EL-GAMAL: When I walked into that room, there was close to 700 people that were protesting what we were doing, and for the first time in my life – I – I had never seen, I'd never been discriminated against. I'd never seen that hate or that fear or – or – or – or that ignorance. I mean, I've never seen anything like that before in my life, and I was – I was scared. And at that point, we made a commitment – you know, personally, I made a commitment that I would do whatever it took as – as a businessman, as a human being, to make this project a reality.
And, you know, this past year for me has really been about listening, has really been about listening and – and going back to basics and trying to understand that – that there's so much work ahead of us, that there's so much misconceptions about who we are as Muslims, what our faith, what our practice, what our belief system is. Criminals have stolen our identity almost in a way, and they've defaced our – our faith.
ZAKARIA: So you got out – get out of that room with the 700 angry people. And at that point, it just snowballs and it gets latched on to by all kinds of political figures. By – were you – were you prepared for that kind of an onslaught?
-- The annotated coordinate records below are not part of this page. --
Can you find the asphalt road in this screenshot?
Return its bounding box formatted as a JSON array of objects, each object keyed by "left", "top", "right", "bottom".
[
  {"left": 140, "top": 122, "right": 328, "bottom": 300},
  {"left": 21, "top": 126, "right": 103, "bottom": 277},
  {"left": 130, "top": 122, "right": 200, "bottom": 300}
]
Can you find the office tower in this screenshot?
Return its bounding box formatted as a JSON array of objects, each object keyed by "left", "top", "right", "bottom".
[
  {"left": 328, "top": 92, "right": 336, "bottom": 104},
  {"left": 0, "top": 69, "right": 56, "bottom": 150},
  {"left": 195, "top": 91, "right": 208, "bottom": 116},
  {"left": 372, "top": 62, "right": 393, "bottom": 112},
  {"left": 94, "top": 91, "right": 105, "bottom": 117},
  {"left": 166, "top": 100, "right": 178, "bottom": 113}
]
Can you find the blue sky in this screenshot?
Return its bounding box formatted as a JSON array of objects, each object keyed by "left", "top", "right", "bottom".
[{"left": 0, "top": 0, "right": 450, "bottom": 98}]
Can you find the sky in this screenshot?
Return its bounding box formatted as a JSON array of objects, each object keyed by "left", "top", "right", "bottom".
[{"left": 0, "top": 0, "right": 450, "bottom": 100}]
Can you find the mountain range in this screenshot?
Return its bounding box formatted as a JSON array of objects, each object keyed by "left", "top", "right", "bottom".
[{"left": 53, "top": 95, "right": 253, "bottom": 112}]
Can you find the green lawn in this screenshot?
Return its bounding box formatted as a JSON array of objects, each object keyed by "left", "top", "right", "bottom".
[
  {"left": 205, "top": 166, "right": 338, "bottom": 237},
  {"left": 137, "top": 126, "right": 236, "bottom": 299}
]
EL-GAMAL: No, no. I'm a New Yorker. This is my city, and all we wanted to do was we wanted to build a facility that is based on who we are as Muslims, as Americans, to give back to our city, to create jobs, to create hundreds of construction jobs, to create hundreds of full-time jobs once the facility is open, to create over 500 part-time jobs. We were thinking of a way of revitalizing our neighborhood, creating, stimulating our economy, and providing services to our neighbors.
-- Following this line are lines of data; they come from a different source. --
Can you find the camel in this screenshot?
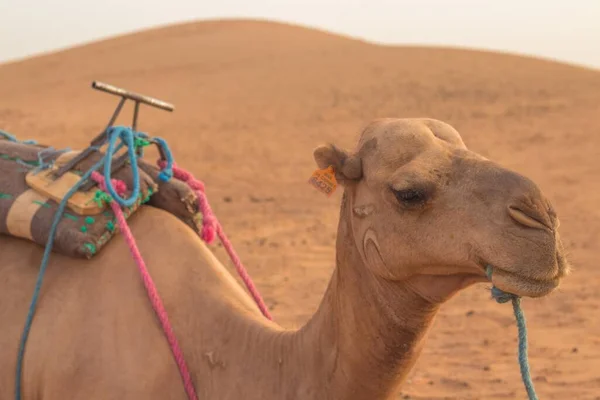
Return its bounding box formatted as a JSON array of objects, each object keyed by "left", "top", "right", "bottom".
[{"left": 0, "top": 118, "right": 569, "bottom": 400}]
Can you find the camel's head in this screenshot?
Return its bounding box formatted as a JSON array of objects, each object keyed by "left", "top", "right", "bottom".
[{"left": 314, "top": 119, "right": 568, "bottom": 297}]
ZAKARIA: Did you get threatened?
EL-GAMAL: I did. A lot of scary things happened in – in – a lot of very, very scary things have happened. A lot of very scary things have happened.
ZAKARIA: Did it ever make you think to yourself why do I need this?
EL-GAMAL: Because every time that I would look in my two little daughters, I would say that I don't – I want the world to be a better place for them, and that we have a responsibility that we – we just got subjected into this, but we have a responsibility now to reclaim who we are. Because if people knew who we were and if people knew that every time a mosque or an Islamic facility is built, it cleans up a neighborhood. This is statistically speaking across the 50 states that it becomes a beacon of light. And unfortunately, the – the criminals have - have taken control of the narrative today. And that's what was the - that was the impact of what we had gotten.
ZAKARIA: Will you be able to build the project?
EL-GAMAL: That's going to be a function of the community. This project is going to be as small or as big as ultimately the community decides. We are committed right now to building - one of the buildings we're 100 percent committed to. And it's going to take a shape and a form dependent of what the community comes back to us with.
ZAKARIA: You're not backing down?
EL-GAMAL: From doing the right thing? Backing down from doing the right thing, from providing first and foremost a place for people to pray, for Muslims to pray in Lower Manhattan after they've been displaced, and then going a step further and trying to provide community facilities to a neighborhood that needs community facilities, backing down from doing the right thing?